The company has already revealed that it will pay $801 million off a loan earlier than expected because of its surging revenues, cash flows and earnings. That will see it become debt free.
The average coal price tells the potential damage to the company’s revenues. – Yancoal said its average realised price in the first half of the year was $314 per tonne, more than three times the $94 per tonne it booked a year earlier.
If the 2022 output cut is five million tonnes, that will mean Yancoal will miss out on more than $1.5 billion in extra revenues at the 202 average price.

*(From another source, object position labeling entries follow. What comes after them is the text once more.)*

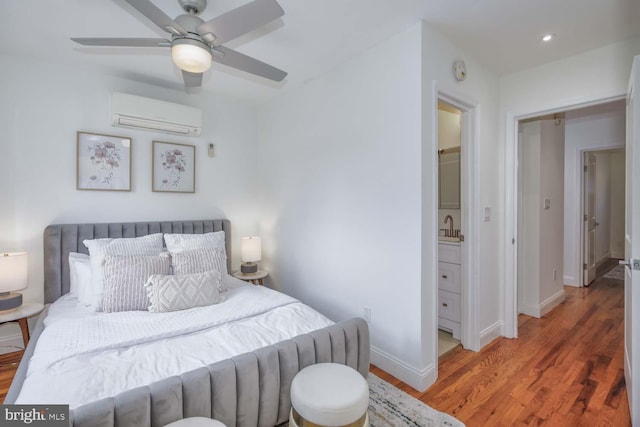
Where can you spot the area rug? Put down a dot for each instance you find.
(616, 273)
(391, 407)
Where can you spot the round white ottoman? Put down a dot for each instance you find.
(196, 422)
(329, 394)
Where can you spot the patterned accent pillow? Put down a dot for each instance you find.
(124, 279)
(179, 292)
(188, 242)
(99, 248)
(200, 261)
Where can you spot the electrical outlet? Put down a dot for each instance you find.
(367, 314)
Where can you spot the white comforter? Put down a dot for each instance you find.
(83, 356)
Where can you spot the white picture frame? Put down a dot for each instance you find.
(103, 162)
(174, 167)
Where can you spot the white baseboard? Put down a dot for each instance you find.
(416, 378)
(603, 259)
(571, 281)
(491, 333)
(545, 306)
(617, 255)
(551, 302)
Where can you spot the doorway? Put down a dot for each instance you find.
(460, 229)
(593, 127)
(449, 227)
(603, 195)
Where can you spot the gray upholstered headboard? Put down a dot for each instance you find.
(60, 239)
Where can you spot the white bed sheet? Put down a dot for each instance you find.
(118, 358)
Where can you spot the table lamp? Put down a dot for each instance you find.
(13, 277)
(250, 253)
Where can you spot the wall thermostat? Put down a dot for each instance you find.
(459, 70)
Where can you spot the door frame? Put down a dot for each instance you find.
(584, 237)
(510, 272)
(469, 224)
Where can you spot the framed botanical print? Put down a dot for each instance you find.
(103, 162)
(174, 167)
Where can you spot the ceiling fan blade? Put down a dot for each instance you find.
(125, 42)
(157, 16)
(241, 20)
(192, 79)
(246, 63)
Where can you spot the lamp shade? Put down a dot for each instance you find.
(250, 249)
(13, 271)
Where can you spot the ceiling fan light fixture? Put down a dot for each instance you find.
(191, 55)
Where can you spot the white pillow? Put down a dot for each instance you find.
(179, 292)
(124, 279)
(187, 242)
(99, 248)
(79, 276)
(200, 261)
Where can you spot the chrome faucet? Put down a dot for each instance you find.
(450, 230)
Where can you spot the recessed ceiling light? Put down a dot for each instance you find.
(548, 37)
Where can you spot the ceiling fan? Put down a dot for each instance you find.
(195, 43)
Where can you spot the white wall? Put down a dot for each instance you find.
(340, 180)
(551, 219)
(540, 243)
(603, 203)
(43, 106)
(617, 203)
(448, 129)
(448, 137)
(592, 128)
(529, 242)
(593, 76)
(349, 184)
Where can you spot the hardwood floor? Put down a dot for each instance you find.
(8, 366)
(566, 369)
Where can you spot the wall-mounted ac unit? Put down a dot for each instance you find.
(154, 115)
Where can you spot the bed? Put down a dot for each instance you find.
(248, 388)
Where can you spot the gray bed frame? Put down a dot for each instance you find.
(248, 390)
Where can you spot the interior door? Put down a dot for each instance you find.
(590, 224)
(632, 247)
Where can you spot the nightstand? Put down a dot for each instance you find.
(20, 315)
(255, 278)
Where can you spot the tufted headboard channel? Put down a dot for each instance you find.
(60, 239)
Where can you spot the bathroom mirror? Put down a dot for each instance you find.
(449, 178)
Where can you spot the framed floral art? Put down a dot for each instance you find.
(174, 167)
(103, 162)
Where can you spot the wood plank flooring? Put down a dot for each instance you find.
(566, 369)
(8, 366)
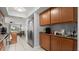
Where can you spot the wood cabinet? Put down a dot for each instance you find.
(67, 44)
(63, 15)
(45, 41)
(58, 15)
(55, 15)
(14, 37)
(63, 44)
(45, 18)
(1, 46)
(55, 43)
(67, 14)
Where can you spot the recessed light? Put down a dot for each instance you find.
(20, 9)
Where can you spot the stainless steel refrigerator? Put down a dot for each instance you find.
(31, 33)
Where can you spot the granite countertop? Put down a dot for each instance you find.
(2, 37)
(65, 36)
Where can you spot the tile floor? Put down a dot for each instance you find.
(22, 45)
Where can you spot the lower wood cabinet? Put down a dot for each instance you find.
(1, 46)
(45, 41)
(63, 44)
(14, 37)
(57, 43)
(67, 44)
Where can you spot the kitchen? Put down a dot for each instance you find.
(54, 29)
(59, 29)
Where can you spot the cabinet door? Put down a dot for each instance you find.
(1, 46)
(14, 37)
(55, 15)
(67, 44)
(45, 18)
(45, 41)
(67, 14)
(55, 43)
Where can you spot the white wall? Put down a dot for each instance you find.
(78, 28)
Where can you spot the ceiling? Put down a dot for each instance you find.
(27, 11)
(12, 11)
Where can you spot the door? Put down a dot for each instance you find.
(45, 41)
(45, 18)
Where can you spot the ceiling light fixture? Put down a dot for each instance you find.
(20, 9)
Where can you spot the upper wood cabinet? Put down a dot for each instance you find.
(58, 15)
(55, 15)
(67, 14)
(45, 41)
(45, 17)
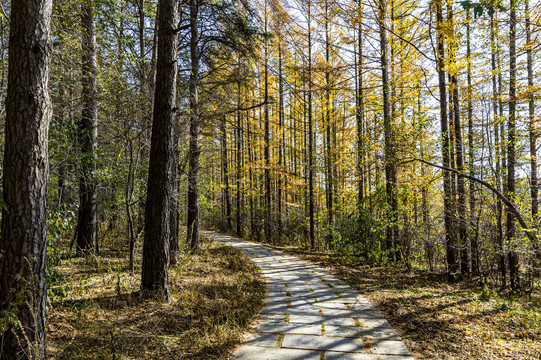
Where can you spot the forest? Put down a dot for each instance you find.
(392, 138)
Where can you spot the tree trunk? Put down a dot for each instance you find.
(194, 151)
(23, 243)
(155, 277)
(511, 130)
(174, 219)
(531, 118)
(473, 239)
(87, 228)
(281, 155)
(238, 139)
(461, 189)
(359, 114)
(310, 134)
(452, 263)
(268, 212)
(225, 169)
(390, 171)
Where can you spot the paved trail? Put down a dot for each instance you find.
(309, 314)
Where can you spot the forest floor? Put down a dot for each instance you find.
(438, 320)
(95, 312)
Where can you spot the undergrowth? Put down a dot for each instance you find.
(94, 312)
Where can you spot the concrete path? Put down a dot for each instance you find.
(309, 314)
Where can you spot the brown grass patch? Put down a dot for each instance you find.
(438, 320)
(215, 294)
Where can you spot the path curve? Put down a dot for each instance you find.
(309, 314)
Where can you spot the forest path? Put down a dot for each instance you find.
(309, 314)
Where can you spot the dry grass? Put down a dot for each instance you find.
(442, 321)
(215, 294)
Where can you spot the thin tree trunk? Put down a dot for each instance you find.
(531, 117)
(452, 263)
(268, 212)
(511, 140)
(473, 239)
(194, 151)
(225, 170)
(498, 141)
(387, 126)
(87, 228)
(461, 189)
(281, 155)
(310, 134)
(239, 164)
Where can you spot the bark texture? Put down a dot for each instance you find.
(155, 278)
(23, 243)
(194, 151)
(87, 228)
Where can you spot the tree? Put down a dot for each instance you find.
(155, 276)
(87, 228)
(511, 131)
(23, 288)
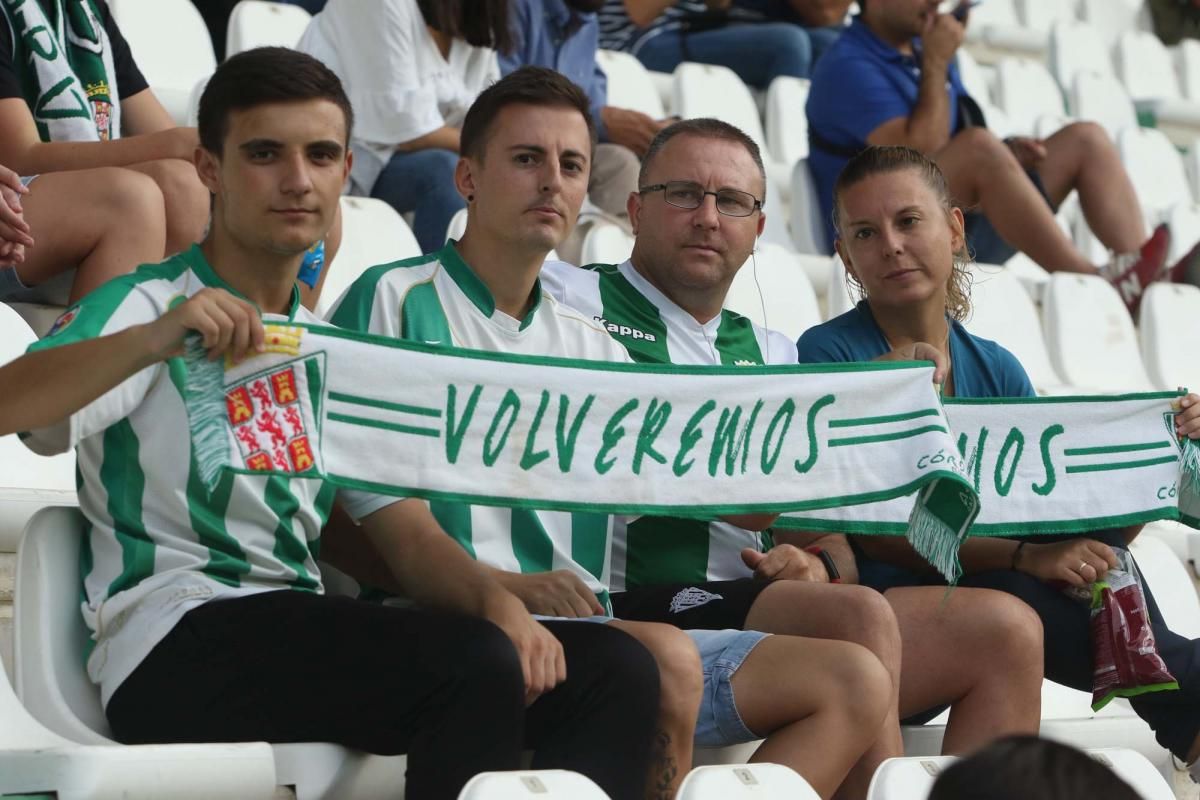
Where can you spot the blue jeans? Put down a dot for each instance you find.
(423, 181)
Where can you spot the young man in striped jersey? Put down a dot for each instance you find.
(665, 305)
(208, 615)
(527, 146)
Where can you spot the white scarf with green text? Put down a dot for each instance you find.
(857, 447)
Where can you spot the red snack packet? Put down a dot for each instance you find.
(1125, 657)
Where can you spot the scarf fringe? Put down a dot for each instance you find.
(1189, 462)
(935, 541)
(204, 397)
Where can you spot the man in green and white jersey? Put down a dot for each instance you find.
(665, 305)
(527, 145)
(207, 608)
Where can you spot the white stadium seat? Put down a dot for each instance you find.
(1042, 14)
(1099, 97)
(372, 233)
(1002, 311)
(1029, 94)
(711, 90)
(1187, 67)
(1156, 169)
(1145, 67)
(995, 28)
(1077, 47)
(807, 224)
(787, 125)
(907, 779)
(773, 289)
(1090, 335)
(258, 23)
(606, 244)
(533, 785)
(172, 64)
(52, 683)
(27, 481)
(1170, 329)
(630, 84)
(1111, 18)
(1134, 769)
(749, 781)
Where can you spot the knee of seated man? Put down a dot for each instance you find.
(1089, 134)
(127, 194)
(1014, 625)
(681, 673)
(983, 143)
(862, 689)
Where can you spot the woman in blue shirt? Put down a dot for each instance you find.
(904, 248)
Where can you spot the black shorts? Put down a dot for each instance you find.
(708, 606)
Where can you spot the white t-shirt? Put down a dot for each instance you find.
(651, 551)
(159, 543)
(399, 83)
(437, 299)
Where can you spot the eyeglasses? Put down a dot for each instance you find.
(687, 194)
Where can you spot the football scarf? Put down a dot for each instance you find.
(65, 64)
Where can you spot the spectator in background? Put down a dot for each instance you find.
(412, 68)
(73, 101)
(1033, 769)
(756, 38)
(892, 79)
(562, 35)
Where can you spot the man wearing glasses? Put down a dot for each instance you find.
(665, 305)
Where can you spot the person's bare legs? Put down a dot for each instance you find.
(682, 679)
(983, 172)
(185, 200)
(100, 222)
(1081, 157)
(819, 703)
(977, 650)
(849, 613)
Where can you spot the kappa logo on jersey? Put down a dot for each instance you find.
(691, 597)
(624, 330)
(269, 423)
(63, 322)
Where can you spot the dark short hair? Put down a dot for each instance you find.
(265, 74)
(703, 127)
(481, 23)
(1030, 768)
(526, 86)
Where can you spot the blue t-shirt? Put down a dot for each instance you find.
(982, 368)
(861, 83)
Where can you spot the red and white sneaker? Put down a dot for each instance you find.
(1187, 269)
(1132, 272)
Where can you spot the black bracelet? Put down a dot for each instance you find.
(1017, 553)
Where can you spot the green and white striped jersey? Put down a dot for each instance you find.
(653, 329)
(437, 299)
(159, 545)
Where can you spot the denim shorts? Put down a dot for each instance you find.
(721, 654)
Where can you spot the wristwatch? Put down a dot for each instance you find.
(831, 565)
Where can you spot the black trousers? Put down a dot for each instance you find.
(291, 666)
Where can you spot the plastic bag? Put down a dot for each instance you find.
(1125, 657)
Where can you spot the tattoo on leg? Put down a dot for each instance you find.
(664, 769)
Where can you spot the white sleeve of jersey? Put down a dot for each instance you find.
(780, 349)
(117, 403)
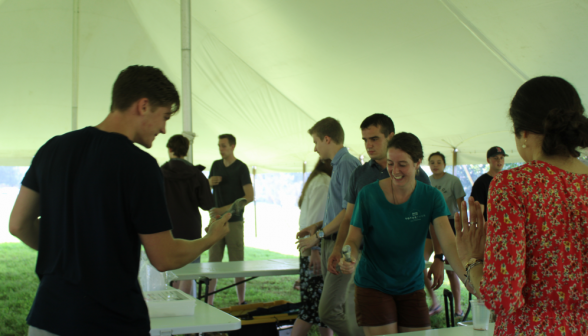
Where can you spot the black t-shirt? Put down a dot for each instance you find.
(480, 191)
(98, 191)
(230, 189)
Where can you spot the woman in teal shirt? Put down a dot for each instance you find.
(392, 216)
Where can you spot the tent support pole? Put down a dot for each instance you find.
(454, 160)
(186, 17)
(75, 64)
(254, 202)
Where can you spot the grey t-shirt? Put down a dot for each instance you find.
(451, 188)
(230, 189)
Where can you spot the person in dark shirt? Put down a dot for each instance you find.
(88, 201)
(186, 189)
(230, 181)
(495, 157)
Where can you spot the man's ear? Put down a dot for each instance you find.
(143, 106)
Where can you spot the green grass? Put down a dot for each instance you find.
(18, 285)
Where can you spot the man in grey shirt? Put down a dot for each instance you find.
(328, 137)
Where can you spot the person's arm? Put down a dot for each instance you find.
(437, 269)
(447, 241)
(166, 253)
(203, 194)
(341, 237)
(331, 228)
(248, 190)
(354, 239)
(24, 219)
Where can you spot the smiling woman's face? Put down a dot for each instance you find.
(401, 168)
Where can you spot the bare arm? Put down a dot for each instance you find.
(167, 253)
(447, 241)
(24, 219)
(333, 226)
(248, 189)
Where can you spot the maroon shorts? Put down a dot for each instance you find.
(374, 308)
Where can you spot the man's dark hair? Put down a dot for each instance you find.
(441, 155)
(328, 127)
(230, 137)
(378, 119)
(551, 106)
(179, 145)
(409, 143)
(138, 81)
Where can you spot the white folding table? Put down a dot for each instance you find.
(203, 272)
(206, 318)
(457, 331)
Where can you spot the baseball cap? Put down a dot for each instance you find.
(495, 151)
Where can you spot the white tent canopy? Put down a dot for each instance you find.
(267, 70)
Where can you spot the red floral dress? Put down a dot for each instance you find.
(536, 262)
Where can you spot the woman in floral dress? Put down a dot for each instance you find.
(312, 203)
(535, 258)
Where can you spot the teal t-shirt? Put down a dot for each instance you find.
(394, 237)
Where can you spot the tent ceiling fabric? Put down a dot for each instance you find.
(267, 70)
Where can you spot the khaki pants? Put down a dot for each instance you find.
(234, 243)
(337, 304)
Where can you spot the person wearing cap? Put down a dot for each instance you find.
(495, 157)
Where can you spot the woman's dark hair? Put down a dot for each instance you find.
(408, 143)
(320, 167)
(179, 145)
(441, 155)
(552, 107)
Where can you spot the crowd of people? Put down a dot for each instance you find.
(91, 198)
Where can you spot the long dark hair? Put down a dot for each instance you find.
(551, 106)
(320, 167)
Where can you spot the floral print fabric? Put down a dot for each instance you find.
(311, 288)
(536, 262)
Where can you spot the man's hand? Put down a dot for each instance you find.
(215, 180)
(220, 228)
(347, 267)
(438, 273)
(334, 261)
(309, 231)
(306, 243)
(216, 212)
(315, 262)
(471, 242)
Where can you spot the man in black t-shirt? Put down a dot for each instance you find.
(88, 201)
(230, 180)
(495, 157)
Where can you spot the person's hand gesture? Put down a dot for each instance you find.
(438, 272)
(219, 228)
(306, 243)
(314, 263)
(334, 261)
(471, 235)
(309, 231)
(346, 266)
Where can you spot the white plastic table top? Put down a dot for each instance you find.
(457, 331)
(446, 266)
(232, 269)
(206, 318)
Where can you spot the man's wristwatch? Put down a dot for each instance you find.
(320, 234)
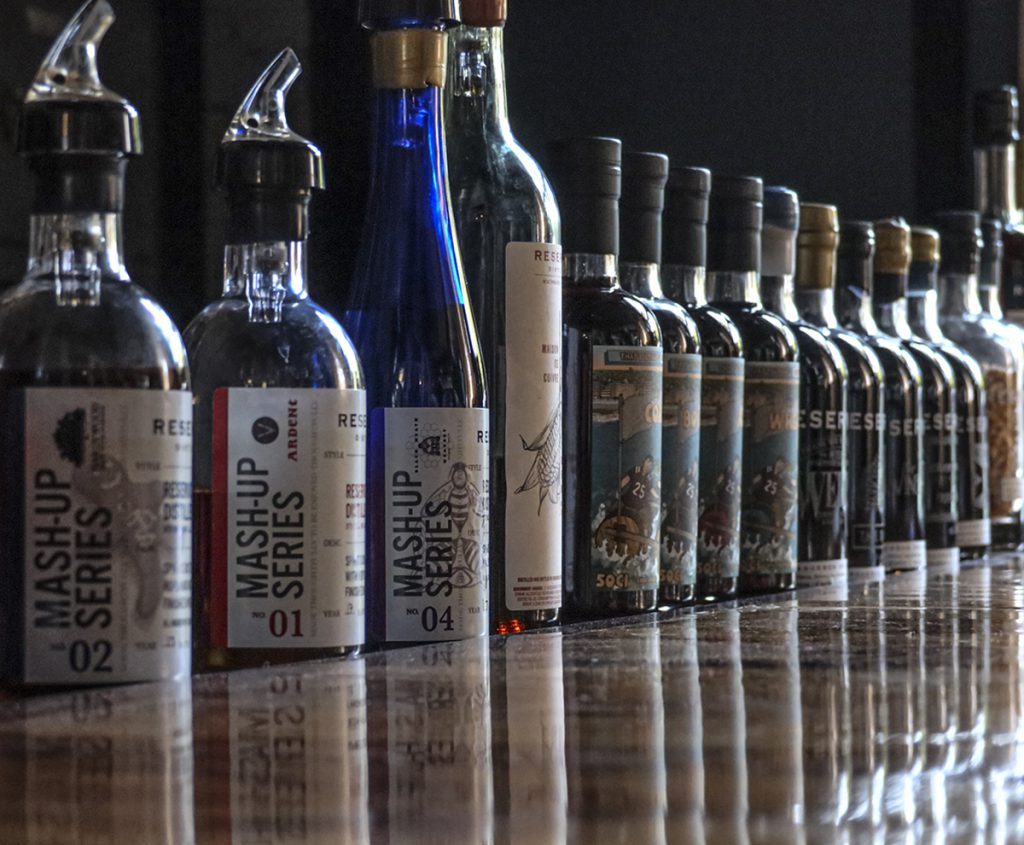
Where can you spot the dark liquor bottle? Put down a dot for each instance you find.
(508, 236)
(823, 513)
(96, 412)
(892, 267)
(973, 523)
(644, 177)
(280, 413)
(771, 388)
(997, 349)
(904, 456)
(995, 134)
(721, 383)
(611, 389)
(410, 318)
(816, 245)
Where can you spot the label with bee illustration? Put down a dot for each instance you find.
(436, 510)
(107, 563)
(771, 447)
(680, 460)
(721, 463)
(626, 468)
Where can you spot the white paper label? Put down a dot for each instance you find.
(289, 545)
(532, 426)
(905, 554)
(436, 512)
(974, 533)
(108, 535)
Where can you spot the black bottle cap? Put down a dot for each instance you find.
(995, 117)
(587, 176)
(686, 216)
(644, 177)
(389, 14)
(734, 219)
(961, 236)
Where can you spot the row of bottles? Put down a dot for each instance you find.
(645, 395)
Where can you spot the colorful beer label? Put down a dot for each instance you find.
(771, 446)
(626, 467)
(721, 466)
(680, 465)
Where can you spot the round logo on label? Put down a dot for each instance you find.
(265, 430)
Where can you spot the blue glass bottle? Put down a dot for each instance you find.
(411, 322)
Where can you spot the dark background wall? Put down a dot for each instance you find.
(861, 103)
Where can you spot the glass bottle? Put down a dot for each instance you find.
(816, 245)
(644, 178)
(410, 318)
(683, 273)
(280, 413)
(821, 488)
(611, 395)
(509, 239)
(996, 348)
(96, 412)
(892, 267)
(973, 523)
(771, 388)
(904, 547)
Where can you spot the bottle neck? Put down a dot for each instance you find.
(581, 269)
(994, 182)
(734, 287)
(265, 275)
(817, 306)
(77, 252)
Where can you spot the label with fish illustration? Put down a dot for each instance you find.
(626, 467)
(721, 463)
(771, 445)
(108, 535)
(532, 426)
(289, 517)
(436, 489)
(680, 460)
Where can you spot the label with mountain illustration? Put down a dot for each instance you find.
(771, 444)
(108, 535)
(626, 469)
(680, 463)
(436, 489)
(532, 422)
(721, 464)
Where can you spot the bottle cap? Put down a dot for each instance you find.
(644, 177)
(778, 239)
(734, 220)
(961, 234)
(686, 216)
(816, 245)
(995, 117)
(587, 176)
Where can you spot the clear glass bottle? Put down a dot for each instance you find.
(683, 275)
(410, 317)
(904, 547)
(95, 408)
(996, 348)
(815, 300)
(611, 390)
(821, 489)
(509, 238)
(644, 178)
(771, 388)
(892, 267)
(973, 523)
(280, 449)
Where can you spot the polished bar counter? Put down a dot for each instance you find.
(892, 714)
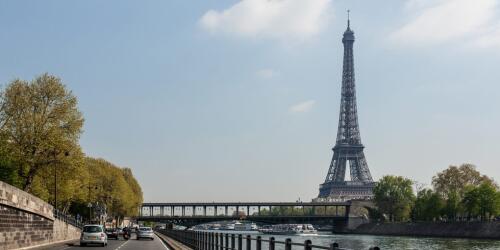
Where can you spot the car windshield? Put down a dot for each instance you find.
(92, 229)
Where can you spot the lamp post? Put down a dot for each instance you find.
(66, 154)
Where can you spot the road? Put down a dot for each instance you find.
(132, 244)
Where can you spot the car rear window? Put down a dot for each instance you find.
(92, 229)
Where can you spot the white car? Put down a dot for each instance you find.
(93, 234)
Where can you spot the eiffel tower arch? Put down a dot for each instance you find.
(348, 150)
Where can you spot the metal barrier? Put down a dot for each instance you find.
(200, 240)
(67, 218)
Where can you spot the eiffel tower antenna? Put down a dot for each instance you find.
(348, 19)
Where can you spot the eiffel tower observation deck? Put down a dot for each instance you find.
(348, 150)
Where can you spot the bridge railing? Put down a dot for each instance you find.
(200, 240)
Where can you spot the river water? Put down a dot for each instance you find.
(356, 242)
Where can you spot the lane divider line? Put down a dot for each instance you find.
(122, 244)
(163, 243)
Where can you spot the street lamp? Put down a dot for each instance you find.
(66, 154)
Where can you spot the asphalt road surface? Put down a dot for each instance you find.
(132, 244)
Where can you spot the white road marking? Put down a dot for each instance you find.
(163, 243)
(122, 245)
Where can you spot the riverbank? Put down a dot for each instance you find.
(473, 230)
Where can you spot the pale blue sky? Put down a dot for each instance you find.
(228, 100)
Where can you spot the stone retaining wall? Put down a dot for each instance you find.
(27, 221)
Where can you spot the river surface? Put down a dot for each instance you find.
(356, 242)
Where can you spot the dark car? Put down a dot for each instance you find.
(112, 233)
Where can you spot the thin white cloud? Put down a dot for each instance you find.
(267, 73)
(277, 19)
(302, 107)
(447, 21)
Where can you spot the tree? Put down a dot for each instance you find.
(428, 205)
(452, 184)
(394, 197)
(455, 179)
(482, 201)
(40, 125)
(113, 186)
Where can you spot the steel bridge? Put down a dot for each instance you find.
(194, 213)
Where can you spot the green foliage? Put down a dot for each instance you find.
(452, 184)
(428, 206)
(394, 197)
(482, 201)
(40, 126)
(113, 186)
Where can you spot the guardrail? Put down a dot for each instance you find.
(224, 241)
(67, 218)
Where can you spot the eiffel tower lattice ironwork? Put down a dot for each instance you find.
(348, 147)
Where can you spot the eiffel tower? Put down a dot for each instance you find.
(348, 147)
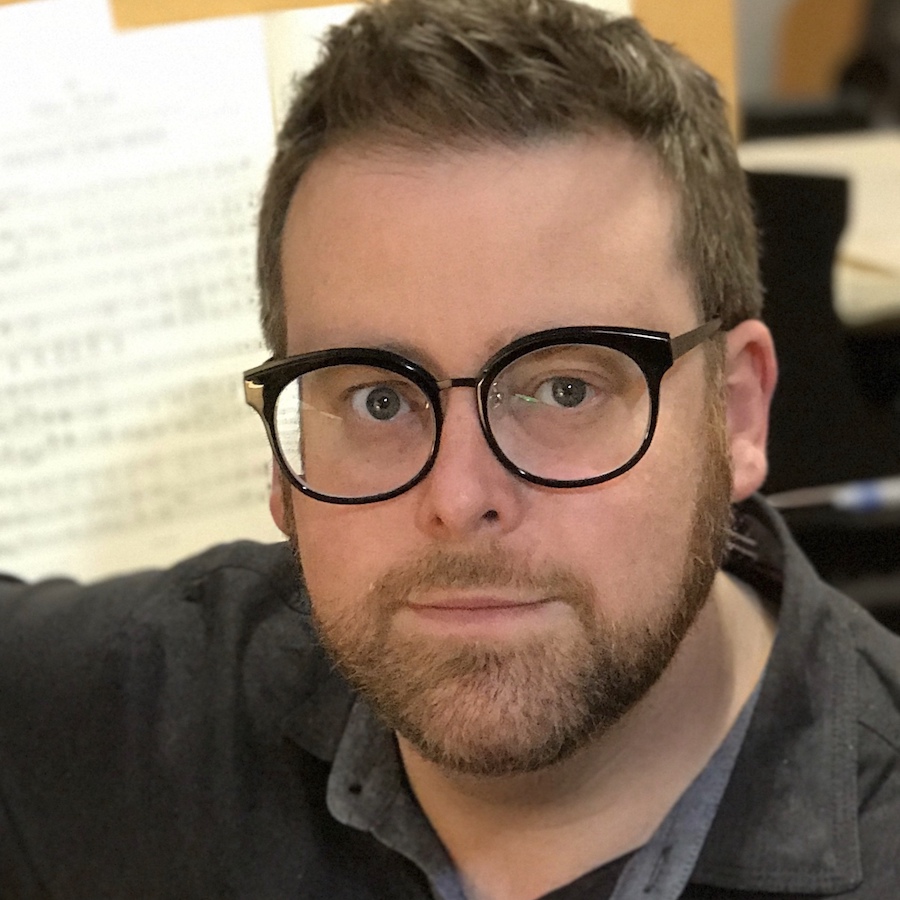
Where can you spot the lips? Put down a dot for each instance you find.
(475, 603)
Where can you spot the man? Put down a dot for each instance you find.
(518, 407)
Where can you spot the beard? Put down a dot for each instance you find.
(504, 708)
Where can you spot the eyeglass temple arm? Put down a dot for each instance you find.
(690, 339)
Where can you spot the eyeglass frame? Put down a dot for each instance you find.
(654, 352)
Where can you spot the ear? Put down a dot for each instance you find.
(278, 500)
(751, 372)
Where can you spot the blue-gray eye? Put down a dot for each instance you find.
(381, 403)
(565, 392)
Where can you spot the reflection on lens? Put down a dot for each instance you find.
(354, 431)
(570, 412)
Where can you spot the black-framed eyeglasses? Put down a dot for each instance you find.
(563, 408)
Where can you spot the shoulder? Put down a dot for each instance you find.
(121, 648)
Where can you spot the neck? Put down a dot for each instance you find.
(517, 837)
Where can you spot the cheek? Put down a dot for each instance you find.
(341, 548)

Yancoal and and rivals like Whitehaven (as we saw on Monday with a forecast for ebitda for the June 30, financial year of a record $A3 billion) are benefitting from the surge in the price of thermal coal prices in particular (soft coking coal prices have also jumped sharply, but are now falling).
“Yancoal’s lost output is part of the sector-wide supply-side disruptions that, along with global energy uncertainty, continues to underpin prices in the international coal markets,” CEO David Moult said.
“While there may be price volatility, we anticipate coal prices to remain well supported through the end of the year,” he said.
Yancoal reported a $791 million profit for fiscal (Calendar) 2021. Just on the average price it could earning three times that figure in 2022 even with the forgone revenue from the cut in output.
In its June quarter report, Yancoal pointed out that it paid $930 million in dividends in April, and still increased its cash holding by $850 million during the quarter; cash generation was almost $1.8 billion in three months.
“The Company is on track to achieve another record financial performance in 2022 and achieve a zero net debt position in July,” Yancoal said.